13 diciembre 2007

Visto ahora

Los bloques de nichos se recortaban negros contra el naranja crepuscular. El césped susurraba con la suave brisa de primavera. Y la tarde parecía cálida. Yo, por mi parte, caminé lento y en silencio, como venia haciendo desde hacia ya algunos años, hasta detenerme frente al reciente sepulcro.

Su vista pesó en mi corazón obligándome a cerrar los ojos. A lo lejos, el mar chocaba en larga cadencia contra los acantilados, colándose atropelladamente en las pequeñas cuevas de la base. Las gaviotas regresaban a casa.
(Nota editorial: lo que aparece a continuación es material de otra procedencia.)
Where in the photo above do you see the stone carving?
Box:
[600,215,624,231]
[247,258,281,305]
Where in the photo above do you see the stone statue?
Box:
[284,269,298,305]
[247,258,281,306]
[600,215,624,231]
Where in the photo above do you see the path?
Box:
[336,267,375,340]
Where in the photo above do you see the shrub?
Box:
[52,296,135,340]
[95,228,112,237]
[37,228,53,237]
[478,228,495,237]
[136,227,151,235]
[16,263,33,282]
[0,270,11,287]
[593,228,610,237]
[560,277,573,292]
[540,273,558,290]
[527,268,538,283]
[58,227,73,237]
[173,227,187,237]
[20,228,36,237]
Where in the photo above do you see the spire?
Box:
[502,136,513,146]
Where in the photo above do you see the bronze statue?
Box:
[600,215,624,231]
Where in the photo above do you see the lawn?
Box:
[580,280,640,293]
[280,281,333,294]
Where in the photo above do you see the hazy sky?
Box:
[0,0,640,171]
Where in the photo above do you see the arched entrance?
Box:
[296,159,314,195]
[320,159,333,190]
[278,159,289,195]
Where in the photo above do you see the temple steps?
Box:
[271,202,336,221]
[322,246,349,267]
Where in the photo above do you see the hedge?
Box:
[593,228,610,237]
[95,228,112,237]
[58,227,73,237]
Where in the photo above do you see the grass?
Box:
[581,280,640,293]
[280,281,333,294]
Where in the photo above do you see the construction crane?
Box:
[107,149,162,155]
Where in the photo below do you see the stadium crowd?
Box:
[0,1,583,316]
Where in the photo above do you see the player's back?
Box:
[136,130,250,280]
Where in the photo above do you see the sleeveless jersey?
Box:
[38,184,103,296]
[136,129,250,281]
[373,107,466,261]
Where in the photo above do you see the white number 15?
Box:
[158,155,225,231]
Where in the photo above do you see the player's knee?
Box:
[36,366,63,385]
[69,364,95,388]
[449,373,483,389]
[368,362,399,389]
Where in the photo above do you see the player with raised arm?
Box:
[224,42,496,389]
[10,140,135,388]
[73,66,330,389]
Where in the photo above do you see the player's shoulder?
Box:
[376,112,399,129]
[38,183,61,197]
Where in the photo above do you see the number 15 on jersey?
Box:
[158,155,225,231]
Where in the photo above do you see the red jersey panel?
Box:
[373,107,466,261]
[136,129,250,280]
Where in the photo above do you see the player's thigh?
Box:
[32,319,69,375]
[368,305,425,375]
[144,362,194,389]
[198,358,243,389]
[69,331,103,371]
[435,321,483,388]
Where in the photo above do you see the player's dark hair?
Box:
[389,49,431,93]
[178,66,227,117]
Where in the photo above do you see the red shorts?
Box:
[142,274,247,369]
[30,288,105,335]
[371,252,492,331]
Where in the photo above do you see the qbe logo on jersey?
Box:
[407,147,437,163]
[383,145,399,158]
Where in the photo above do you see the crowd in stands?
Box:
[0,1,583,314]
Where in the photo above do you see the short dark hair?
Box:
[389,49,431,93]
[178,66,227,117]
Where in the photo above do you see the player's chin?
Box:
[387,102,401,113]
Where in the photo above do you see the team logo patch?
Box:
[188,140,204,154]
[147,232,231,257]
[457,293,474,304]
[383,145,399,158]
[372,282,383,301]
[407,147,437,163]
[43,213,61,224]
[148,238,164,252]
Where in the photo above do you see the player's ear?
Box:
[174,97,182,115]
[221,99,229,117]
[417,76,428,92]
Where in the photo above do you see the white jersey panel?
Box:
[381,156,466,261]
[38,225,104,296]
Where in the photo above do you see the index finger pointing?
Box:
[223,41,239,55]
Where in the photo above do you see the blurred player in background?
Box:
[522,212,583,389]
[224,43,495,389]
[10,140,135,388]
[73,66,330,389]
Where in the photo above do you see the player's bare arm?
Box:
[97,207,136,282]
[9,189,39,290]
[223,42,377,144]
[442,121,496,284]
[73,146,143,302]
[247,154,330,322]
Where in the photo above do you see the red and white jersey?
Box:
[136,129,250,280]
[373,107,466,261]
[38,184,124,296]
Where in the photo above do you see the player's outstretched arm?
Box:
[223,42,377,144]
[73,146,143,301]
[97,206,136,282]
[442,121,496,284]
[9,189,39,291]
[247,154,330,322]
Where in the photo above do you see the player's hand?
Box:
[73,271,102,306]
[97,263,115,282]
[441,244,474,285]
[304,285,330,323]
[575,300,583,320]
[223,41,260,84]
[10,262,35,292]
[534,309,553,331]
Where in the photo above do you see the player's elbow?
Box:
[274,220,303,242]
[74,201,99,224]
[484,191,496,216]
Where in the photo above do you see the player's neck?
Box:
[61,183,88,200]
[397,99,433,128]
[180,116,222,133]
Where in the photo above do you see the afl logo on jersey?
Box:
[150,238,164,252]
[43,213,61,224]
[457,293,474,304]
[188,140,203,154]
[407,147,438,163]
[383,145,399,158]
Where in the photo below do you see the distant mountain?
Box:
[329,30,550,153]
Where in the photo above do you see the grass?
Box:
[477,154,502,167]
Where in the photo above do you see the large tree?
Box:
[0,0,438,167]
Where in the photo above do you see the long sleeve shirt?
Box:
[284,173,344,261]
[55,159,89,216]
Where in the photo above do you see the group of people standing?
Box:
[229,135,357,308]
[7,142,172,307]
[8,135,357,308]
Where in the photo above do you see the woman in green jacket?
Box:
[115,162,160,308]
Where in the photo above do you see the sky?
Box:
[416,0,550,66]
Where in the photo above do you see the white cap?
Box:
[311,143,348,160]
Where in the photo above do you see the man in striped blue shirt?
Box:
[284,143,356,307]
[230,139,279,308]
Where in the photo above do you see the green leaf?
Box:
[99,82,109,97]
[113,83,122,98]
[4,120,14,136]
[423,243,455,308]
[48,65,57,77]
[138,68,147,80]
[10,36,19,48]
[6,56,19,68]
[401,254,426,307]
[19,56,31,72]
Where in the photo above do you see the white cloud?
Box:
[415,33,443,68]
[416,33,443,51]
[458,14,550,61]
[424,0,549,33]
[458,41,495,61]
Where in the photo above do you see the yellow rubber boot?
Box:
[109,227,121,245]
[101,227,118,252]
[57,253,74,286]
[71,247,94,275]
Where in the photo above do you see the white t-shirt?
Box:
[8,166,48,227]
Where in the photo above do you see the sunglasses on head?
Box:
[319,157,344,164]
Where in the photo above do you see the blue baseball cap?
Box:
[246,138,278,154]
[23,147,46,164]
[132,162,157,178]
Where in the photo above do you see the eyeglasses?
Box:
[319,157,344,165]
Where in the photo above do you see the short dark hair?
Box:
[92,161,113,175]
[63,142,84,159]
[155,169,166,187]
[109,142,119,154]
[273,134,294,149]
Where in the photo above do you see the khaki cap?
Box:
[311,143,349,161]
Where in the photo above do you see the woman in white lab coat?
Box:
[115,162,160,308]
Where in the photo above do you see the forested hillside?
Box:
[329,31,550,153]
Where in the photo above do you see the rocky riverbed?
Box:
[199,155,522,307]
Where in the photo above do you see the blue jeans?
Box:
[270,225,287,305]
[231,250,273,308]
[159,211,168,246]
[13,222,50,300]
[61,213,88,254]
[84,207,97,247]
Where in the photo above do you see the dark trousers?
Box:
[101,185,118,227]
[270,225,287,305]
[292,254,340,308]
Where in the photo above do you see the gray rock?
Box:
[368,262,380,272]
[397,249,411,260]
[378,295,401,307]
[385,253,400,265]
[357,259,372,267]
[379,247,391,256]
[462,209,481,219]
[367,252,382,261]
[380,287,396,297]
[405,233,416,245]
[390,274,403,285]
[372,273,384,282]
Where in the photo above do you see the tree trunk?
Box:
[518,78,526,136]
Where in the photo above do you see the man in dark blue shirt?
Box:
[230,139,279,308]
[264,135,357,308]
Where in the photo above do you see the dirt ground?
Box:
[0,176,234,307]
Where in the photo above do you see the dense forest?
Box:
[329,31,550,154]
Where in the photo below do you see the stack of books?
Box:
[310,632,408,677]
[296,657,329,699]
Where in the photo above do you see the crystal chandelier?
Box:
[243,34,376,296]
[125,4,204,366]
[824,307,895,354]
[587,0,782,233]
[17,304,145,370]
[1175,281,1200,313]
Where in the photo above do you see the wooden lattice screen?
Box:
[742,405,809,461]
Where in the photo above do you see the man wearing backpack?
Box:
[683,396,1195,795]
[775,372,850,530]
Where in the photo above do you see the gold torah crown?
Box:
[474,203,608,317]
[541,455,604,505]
Me senté con la espalda reposada contra una vieja encina plantada muy próxima a la piedra. Ladeada la cabeza observé el lento hundimiento del Sol. Al girar de nuevo la vista me lo encontré sobre la lapida, mirándome con expresión de profunda melancolía. Antes de hablar, le dedicó, también, larga atención al ocaso:

- Me alegro de verte.
- No es cierto.

Casi sonrió.

- Vale, no es cierto. Pero me traes buenos recuerdos.

¿Eran buenos recuerdos? No nos hacían felices. Una vida de mutua soledad. El tiempo, las circunstancias, nos habían ido aislando. El tiempo, de la familia; las circunstancias, de los amigos; ninguno encontró con quien compartir, a que entregarse; hasta que pareció que todo cuando quedaba de lo que alguna vez conocimos era el otro.

- Tu también me traes buenos recuerdos.

El pulso de las estrellas girando sobre nosotros marcaba el paso del tiempo. Recordamos anécdotas y escenas. Decenas, cientos. Cada nueva historia marcaba un hito de perdidas, un punto a partir del cual relaciones que hubo se distanciaron hasta desaparecer. Así, poco a poco, intervine cada vez menos en las memorias. Él lo notó:

- ¿Aun lamentas una vida solitaria?
- Visto ahora, nunca estuve solo.

Casi volvió a sonreír.

Pero era verdad. Había mucha gente completamente sola en el mundo. Nuestra soledad en compañía, nuestra compañía solitaria, nos había unido hasta las lagrimas. Como si fuertes golpes dados a gran distancia se propagasen hasta el tronco de la encina, note una lejana sensación de efusión que me hizo levantarme. Fue solo un instante, pero tenia la impresión de que en el tiempo por venir, recurriría a su recuerdo con frecuencia.

Aquí y allá, ocasionalmente, tímidos trinos acompañaron las primeras penumbras. Ambos miramos al Este, en silencio, escuchando como el viento nocturno huía por los callejones, las esquinas cerradas, las grietas. Ante la inminencia del día preguntó:

- ¿Y nunca se pasa?

Yo miré nuestras vecinas tumbas antes de responder.

- ¿La melancolía? Creo que...

Pero la primera luz del alba puso fin a la conversación.